Cargill Inc. is selling CarVal Investors LLC, an investment-fund manager, to that firm’s leaders in a deal that marks its exit from the asset-management business.

The agriculture processor and trader started to diminish its position in financial services in early 2016 when it spun off Black River Asset Management into three independently owned firms.

CarVal was created by Cargill in 1987 and today manages $10 billion in assets. Cargill turned it into an independent subsidiary in 2006 so that CarVal could accept and manage money from outside investors. Since then, it has grown rapidly, specializing in distressed and credit-intensive assets.

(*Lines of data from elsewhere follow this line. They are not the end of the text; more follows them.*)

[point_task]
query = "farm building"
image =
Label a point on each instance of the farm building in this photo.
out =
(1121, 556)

The new owners will be CarVal’s three managing principals — Lucas Detor, James Ganley and Jody Gunderson — and 14 other top executives. “We are effectively going to be the same people, doing the same things, in the same places,” Detor said. “We aren’t making any changes to our real estate footprint or operationally. So, really, managing our business just like we did before, trying to get our investors the best returns that we can.”

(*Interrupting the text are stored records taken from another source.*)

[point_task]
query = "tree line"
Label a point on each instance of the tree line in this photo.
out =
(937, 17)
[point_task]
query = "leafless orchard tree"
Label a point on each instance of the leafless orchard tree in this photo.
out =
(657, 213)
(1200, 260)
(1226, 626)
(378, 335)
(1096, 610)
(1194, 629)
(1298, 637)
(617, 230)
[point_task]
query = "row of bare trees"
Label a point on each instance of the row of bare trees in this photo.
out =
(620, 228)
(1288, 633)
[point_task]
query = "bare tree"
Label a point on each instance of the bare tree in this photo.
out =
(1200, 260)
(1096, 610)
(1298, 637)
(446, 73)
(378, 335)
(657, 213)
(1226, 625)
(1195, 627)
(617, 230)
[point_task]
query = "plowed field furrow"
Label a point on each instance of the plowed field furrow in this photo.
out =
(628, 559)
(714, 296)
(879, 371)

In recent years, Cargill, the largest privately held company in the U.S. by revenue, has divested a number of businesses in an effort to focus on its core businesses that more clearly fit together. The sale ends Cargill’s position as a manager of third-party money.

“CarVal, though a very well-managed, successful business, operated as an independently managed subsidiary of Cargill,” said Lisa Clemens, Cargill’s senior director of investor relations. “Cargill has always been in financial services and we will continue to be, like our substantial risk-management business. But CarVal is really a fund manager, which is just one step further away.”

CarVal will maintain its headquarters in Hopkins, where it employs about 100 people, as well as its London, New York and Singapore offices.

Several years ago, CarVal’s three managing principals approached Cargill’s leadership with a proposition: should the giant agribusiness ever wish to sell the subsidiary, they would be interested in arranging a management buyout, or MBO.

Cargill came back to the executives this past summer to see if they were still interested in making the acquisition. That led to discussions, which led to the deal. Terms were not disclosed. The deal is expected to close in mid-October.

“We consistently have told Cargill we felt we were the best group to own and lead this company, and they agreed,” Detor said.

While Cargill will no longer have any ownership stake in CarVal, it will keep its investments in the firm’s funds.

CarVal manages funds in corporate securities, loan portfolios, structured credit and hard assets. Recently, the firm has focused on clean energy, investing more than $1 billion in commercial and industrial solar and storage, residential solar loan portfolios and secured debt investments in clean energy.

The company is also heavily invested in aviation and aircraft. CarVal owns Aergo Capital, an aircraft company that leases and trades commercial aircraft to airlines, a capital-intensive industry.

JPMorgan acted as Cargill’s exclusive financial adviser on the transaction.